How to Navigate the Peak Season
When it comes to DF, the golden rule is to keep a close eye on inventory. Inaccurate inventory feeds could lead to canceled orders, chargebacks (of $10 per instance), and ultimately warehouse suspensions. During the peak, vendors should look to update their inventory at least three times a day; and if the warehouse is getting behind, or if there are any issues with a particular ASIN, vendors can zero out the inventory immediately.
Moreover, vendors should aim to clear out any backlog and keep up with orders as quickly as possible. Any order sticking around for longer than it should will inherently impact the metrics. By reviewing historical data and creating projections, vendors can also align resources to specific times to better facilitate orders and pick-up. Obviously, this might require extra resources, so vendors looking to best navigate the peak might need to consider staffing up, especially during events like Prime Day, Black Friday, or Cyber Monday.

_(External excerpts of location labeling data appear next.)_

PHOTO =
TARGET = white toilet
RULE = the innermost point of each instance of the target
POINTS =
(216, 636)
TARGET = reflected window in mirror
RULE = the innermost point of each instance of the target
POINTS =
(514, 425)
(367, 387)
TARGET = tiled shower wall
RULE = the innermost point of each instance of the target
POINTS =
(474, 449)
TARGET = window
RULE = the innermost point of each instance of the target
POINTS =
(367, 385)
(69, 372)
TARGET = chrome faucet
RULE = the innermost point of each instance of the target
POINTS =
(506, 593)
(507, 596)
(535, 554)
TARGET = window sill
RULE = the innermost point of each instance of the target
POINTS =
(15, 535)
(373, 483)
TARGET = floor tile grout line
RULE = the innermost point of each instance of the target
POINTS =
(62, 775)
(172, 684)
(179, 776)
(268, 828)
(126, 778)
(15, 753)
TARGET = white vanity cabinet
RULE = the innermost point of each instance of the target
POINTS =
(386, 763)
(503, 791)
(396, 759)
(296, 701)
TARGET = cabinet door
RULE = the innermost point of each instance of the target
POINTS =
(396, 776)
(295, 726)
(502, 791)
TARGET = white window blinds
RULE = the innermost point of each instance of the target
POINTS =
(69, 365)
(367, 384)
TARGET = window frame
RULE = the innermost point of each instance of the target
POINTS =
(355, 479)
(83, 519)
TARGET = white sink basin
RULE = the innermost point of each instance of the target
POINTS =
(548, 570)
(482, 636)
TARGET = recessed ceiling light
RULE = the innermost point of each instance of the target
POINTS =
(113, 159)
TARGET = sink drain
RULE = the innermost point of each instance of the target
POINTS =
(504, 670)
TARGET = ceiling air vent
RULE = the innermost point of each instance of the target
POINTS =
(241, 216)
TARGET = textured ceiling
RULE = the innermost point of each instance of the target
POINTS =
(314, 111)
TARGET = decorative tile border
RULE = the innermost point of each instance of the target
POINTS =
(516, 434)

Ideally, vendors should ship orders on or before the required shipping day. There’s no penalty for shipping earlier — in fact, it can greatly benefit the lead time and give vendors a big lever to pull when it comes to the overall conversion rate. However, vendors should always remember to ship through the method Amazon provides because mismatches are also charged at $10 per instance.
At the end of the day, understanding DF means understanding how Amazon defines success. The metrics that the platform deploys are specifically designed to better communicate lead times and delivery expectations to its customers. To keep the numbers up, vendors should always look to maintain an accurate inventory, ship on time, ensure they register the advanced shipment notifications (ASN) or order confirmation, and strive to get the same day carrier stamp.
Direct Fulfillment pushes vendors into the driver’s seat — bringing both new benefits and responsibilities. When adopting the program, it’s key to have all the right processes in place and constantly work to optimize operations further. This should be done sooner rather than later. If Amazon imposes DF, vendors that already know how to make the best of it will be better equipped for all the things this year’s shopping season might bring.